The theme of reflexivity has come to be central to social analysis. In this book three prominent social thinkers discuss the implications of "reflexive modernization" for social and cultural theory today. Ulrich Beck's vision of the "risk society" has already become extraordinarily influential. Beck offers a new elaboration of his basic ideas, connecting reflexive modernization with new issues to do with the state and political organization. Giddens offers an in-depth examination of the connections between "institutional reflexivity" and the de-traditionalizing of the modern world. We are entering, he argues, a phase of the development of a global society. A "global society" is not a world society, but one with universalizing tendencies. Lash develops the theme of reflexive modernization in relation the aesthetics and the interpretation of culture. In this domain, he suggests, we need to look again at the conventional theories of postmodernism; "aesthetic modernization" has distinctive qualities that need to be uncovered and analyzed. In the concluding sections of the book, the three authors offer critical appraisals of each other's viewpoints, providing a synthetic conclusion to the work as a whole.

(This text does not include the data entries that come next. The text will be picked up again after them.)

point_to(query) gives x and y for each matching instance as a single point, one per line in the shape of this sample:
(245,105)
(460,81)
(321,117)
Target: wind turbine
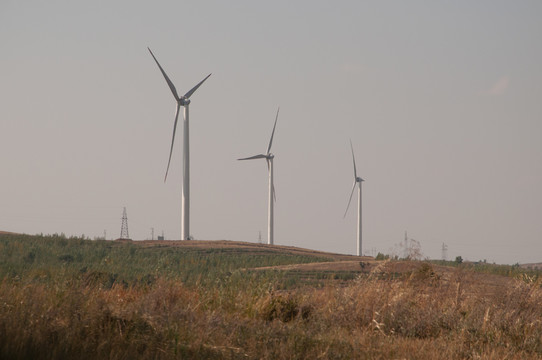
(357,181)
(183,101)
(268,156)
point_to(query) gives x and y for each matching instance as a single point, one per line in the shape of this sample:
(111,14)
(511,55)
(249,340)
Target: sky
(441,100)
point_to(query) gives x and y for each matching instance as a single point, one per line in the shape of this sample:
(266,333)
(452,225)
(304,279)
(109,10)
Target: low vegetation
(75,298)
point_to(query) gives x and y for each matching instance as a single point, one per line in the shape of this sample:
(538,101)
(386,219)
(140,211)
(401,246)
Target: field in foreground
(75,298)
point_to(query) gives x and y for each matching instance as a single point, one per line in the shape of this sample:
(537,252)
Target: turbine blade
(353,160)
(173,138)
(273,133)
(188,94)
(261,156)
(350,200)
(171,86)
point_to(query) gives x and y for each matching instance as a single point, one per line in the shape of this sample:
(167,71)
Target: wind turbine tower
(268,156)
(357,182)
(183,101)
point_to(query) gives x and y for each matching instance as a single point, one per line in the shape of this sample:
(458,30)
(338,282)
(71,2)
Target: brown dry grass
(390,310)
(421,315)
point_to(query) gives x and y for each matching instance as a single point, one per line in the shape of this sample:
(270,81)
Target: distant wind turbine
(357,181)
(268,156)
(183,101)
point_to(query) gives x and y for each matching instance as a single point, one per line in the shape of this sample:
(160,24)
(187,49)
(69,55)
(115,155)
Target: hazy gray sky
(442,101)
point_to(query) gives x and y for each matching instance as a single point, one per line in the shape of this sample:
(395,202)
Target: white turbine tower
(357,181)
(183,101)
(268,156)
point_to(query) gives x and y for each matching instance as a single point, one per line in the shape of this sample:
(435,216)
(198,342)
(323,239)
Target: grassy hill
(74,298)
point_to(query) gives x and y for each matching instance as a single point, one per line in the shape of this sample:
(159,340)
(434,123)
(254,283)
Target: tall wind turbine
(183,101)
(268,156)
(357,181)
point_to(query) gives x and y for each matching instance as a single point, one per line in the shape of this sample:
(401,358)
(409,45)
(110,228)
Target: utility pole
(124,226)
(444,251)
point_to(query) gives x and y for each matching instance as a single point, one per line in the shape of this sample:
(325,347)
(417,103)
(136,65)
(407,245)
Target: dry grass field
(73,298)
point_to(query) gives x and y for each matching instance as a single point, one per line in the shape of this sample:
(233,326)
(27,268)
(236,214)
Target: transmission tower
(444,252)
(124,226)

Ulrich Beck was a German sociologist. He coined the term risk society and was a professor of Sociology at Munich University and the London School of Economics.

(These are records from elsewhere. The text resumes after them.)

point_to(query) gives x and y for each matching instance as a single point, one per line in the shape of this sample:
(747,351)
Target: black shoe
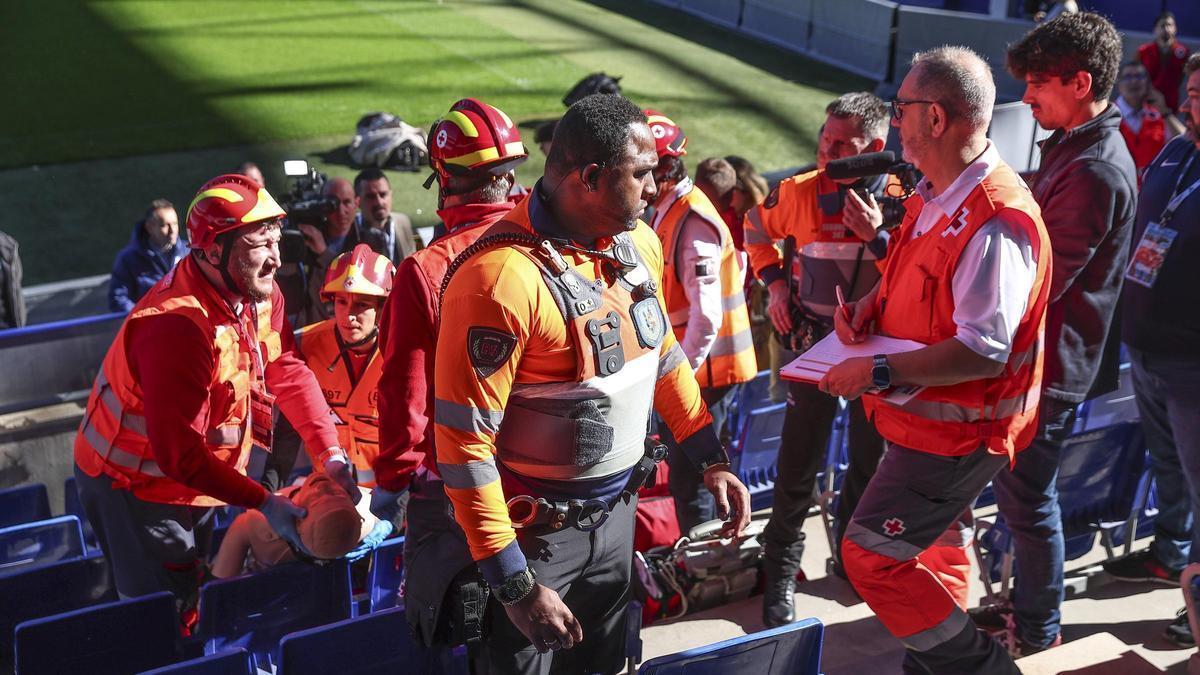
(1141,566)
(1179,632)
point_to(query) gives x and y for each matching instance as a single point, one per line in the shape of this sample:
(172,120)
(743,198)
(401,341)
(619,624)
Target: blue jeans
(1168,392)
(1027,497)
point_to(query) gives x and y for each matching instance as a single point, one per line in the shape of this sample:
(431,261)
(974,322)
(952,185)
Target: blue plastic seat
(51,589)
(387,574)
(24,503)
(40,543)
(378,643)
(253,611)
(235,662)
(759,452)
(793,650)
(71,506)
(1098,481)
(119,638)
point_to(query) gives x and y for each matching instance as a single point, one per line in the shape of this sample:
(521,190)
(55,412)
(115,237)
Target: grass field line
(520,83)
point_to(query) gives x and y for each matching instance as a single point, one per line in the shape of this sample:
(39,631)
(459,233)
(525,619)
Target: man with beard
(185,392)
(552,350)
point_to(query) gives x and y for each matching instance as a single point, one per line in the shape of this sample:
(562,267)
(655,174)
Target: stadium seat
(253,611)
(71,506)
(759,451)
(23,503)
(1098,481)
(235,662)
(39,543)
(119,638)
(378,643)
(793,650)
(387,574)
(49,589)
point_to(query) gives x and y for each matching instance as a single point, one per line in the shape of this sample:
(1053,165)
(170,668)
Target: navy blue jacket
(138,267)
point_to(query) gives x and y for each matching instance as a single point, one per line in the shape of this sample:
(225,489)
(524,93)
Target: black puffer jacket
(1087,189)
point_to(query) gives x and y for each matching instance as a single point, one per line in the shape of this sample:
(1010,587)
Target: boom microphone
(861,166)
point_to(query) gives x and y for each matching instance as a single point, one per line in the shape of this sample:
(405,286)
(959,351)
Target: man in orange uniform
(706,305)
(835,230)
(187,388)
(343,352)
(552,350)
(967,275)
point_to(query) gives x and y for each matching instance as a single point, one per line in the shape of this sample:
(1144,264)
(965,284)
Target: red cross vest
(916,302)
(731,359)
(354,400)
(112,437)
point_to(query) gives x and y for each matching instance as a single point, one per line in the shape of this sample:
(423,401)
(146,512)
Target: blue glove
(281,514)
(377,536)
(385,503)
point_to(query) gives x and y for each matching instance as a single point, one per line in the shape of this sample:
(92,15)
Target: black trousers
(802,451)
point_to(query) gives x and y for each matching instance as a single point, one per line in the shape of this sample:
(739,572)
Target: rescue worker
(967,275)
(706,305)
(473,151)
(187,389)
(552,348)
(343,352)
(834,227)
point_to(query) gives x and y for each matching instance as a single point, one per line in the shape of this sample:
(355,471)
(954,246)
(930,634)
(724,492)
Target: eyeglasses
(898,107)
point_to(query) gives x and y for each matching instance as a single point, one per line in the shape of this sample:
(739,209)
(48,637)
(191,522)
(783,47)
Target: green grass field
(117,102)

Scott Lash's section in this book is an excellent interpretation of the work of three of the key thinkers on agency and structure in late modernity--Giddens, Beck and Bourdieu. Lash, without being too reductionist, examines the role of reflexivity in their work, contrasts the work on 'structuration' by Giddens and Bourdieu, and posits his own notion of 'aesthetic reflexivity,' rooted in thinkers like Benjamin and Adorno.